Robin Danner
Robin Puanani Danner is a Native Hawaiian advocate, non-profit executive, and community developer. She is the founding director of the Hawaiian Council (formerly the Council for Native Hawaiian Advancement) and has served as the elected chair of the Sovereign Council of Hawaiian Homestead Associations (SCHHA). Her work focuses on affordable housing, community lending, and the administration of the Hawaiian Homes Commission Act.
Career and advocacy
In 2001, Danner founded the Council for Native Hawaiian Advancement (CNHA), establishing it as a national umbrella organization for community-based organizations serving Native Hawaiians. Under her leadership, the organization became a certified Community Development Financial Institution (CDFI), facilitating federal funding and private capital for Hawaiian homesteads.
Danner has been a prominent leader within the Sovereign Council of Hawaiian Homestead Associations (SCHHA), the oldest and largest coalition representing beneficiaries of the 200,000-acre Hawaiian Home Lands trust.

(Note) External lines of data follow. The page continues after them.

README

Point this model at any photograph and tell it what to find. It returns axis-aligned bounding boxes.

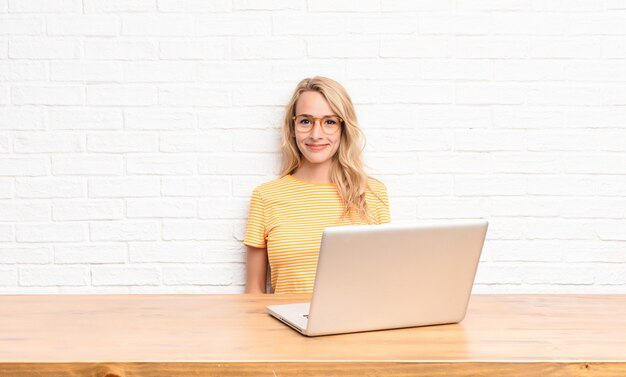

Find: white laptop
[267,220,488,336]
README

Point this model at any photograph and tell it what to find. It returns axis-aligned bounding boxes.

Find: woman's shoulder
[366,176,387,193]
[251,175,292,196]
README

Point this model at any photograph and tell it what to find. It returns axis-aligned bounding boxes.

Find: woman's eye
[300,119,311,124]
[325,120,336,125]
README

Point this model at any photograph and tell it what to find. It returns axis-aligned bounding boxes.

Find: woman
[244,76,390,294]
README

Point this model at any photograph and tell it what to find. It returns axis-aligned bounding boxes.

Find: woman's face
[293,91,342,167]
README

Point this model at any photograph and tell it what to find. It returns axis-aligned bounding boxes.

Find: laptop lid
[304,220,488,336]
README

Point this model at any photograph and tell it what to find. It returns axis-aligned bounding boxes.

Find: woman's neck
[292,161,332,184]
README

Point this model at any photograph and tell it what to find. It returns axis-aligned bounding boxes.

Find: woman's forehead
[295,91,335,115]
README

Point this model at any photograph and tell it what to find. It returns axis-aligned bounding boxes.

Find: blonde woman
[244,77,390,294]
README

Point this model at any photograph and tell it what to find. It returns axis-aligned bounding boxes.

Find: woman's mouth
[306,144,329,151]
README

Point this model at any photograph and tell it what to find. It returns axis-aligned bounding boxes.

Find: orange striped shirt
[244,174,390,294]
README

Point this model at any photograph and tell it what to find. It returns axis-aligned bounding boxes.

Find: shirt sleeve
[377,184,391,225]
[243,189,267,248]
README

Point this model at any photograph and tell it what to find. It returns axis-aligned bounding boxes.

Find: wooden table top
[1,294,626,363]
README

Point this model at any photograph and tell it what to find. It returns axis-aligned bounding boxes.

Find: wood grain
[1,294,625,376]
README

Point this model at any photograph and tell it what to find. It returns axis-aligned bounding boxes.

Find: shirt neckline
[286,174,336,187]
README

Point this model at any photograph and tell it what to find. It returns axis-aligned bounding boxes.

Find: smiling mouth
[306,144,329,151]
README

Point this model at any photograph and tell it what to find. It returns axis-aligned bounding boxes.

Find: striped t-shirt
[243,174,391,294]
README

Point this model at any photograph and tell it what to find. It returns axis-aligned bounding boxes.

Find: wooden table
[1,294,625,376]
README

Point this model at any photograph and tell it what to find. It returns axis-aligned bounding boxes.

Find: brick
[92,266,160,286]
[346,16,416,34]
[594,263,626,285]
[489,197,560,217]
[163,265,239,285]
[0,61,45,81]
[12,85,83,105]
[602,37,626,58]
[0,199,50,221]
[494,60,566,81]
[124,61,196,83]
[493,108,563,129]
[160,39,228,60]
[486,240,564,262]
[456,84,525,105]
[0,247,50,264]
[0,224,14,241]
[14,132,84,153]
[528,131,598,151]
[529,37,601,58]
[474,263,523,284]
[456,37,527,58]
[416,198,489,219]
[389,197,416,220]
[53,199,124,221]
[563,153,626,174]
[129,242,204,263]
[90,221,160,241]
[234,0,302,10]
[55,243,127,264]
[197,15,270,36]
[0,268,17,286]
[366,130,451,152]
[382,0,454,11]
[198,107,282,130]
[9,38,80,59]
[418,153,491,174]
[272,62,344,82]
[420,59,491,81]
[158,0,230,12]
[491,153,561,174]
[198,154,279,175]
[527,175,597,196]
[0,17,42,35]
[560,198,626,219]
[233,37,305,60]
[419,14,489,35]
[459,0,530,10]
[158,86,229,107]
[127,198,197,218]
[198,62,271,84]
[521,263,594,284]
[87,133,158,153]
[532,0,604,11]
[0,157,47,176]
[0,108,45,130]
[162,220,232,241]
[346,61,417,80]
[272,14,342,36]
[16,223,85,242]
[125,111,196,131]
[414,106,491,129]
[20,266,89,286]
[599,131,626,152]
[491,13,565,35]
[84,0,155,12]
[382,174,453,197]
[232,175,275,197]
[0,179,11,198]
[232,130,280,153]
[366,154,417,174]
[46,15,118,36]
[126,155,196,175]
[526,219,596,240]
[308,38,380,58]
[379,84,454,104]
[381,37,454,58]
[50,61,122,82]
[198,198,248,219]
[455,175,526,196]
[598,176,626,196]
[308,0,379,12]
[89,177,160,198]
[162,176,231,197]
[454,130,526,152]
[87,86,156,107]
[596,220,626,241]
[160,132,232,153]
[49,109,123,130]
[85,39,156,60]
[8,0,81,12]
[528,86,602,106]
[121,15,194,36]
[52,155,123,176]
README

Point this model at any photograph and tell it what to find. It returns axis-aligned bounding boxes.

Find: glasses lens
[294,115,341,134]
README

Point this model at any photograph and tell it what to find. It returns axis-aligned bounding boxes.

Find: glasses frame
[292,114,344,135]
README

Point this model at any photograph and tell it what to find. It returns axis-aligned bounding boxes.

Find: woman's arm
[245,246,268,294]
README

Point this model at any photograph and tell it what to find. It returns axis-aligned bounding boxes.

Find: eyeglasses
[292,115,343,135]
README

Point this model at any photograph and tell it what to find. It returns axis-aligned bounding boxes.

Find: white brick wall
[0,2,625,294]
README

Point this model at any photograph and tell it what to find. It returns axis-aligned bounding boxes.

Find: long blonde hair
[280,76,372,222]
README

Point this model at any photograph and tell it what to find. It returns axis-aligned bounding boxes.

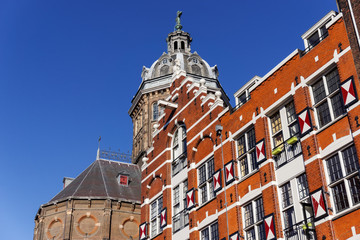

Danner has also participated in Hawaiian sovereignty discussions with the Obama administration.
In 2018, Danner and her son Garrett Danner were arrested with trespassing and interfering with a government official during a protest on Department of Hawaiian Home Lands land near Anahola, Hawaii.
She is a former president of the National Bank of Alaska.
Personal life
Danner was born in Hawaii and raised in Niumalu on Kauaʻi. She was also raised on Navajo, Hopi, and Apache reservations in Arizona and lived for 25 years among the Iñupiat people of Alaska before moving back to Kauaʻi.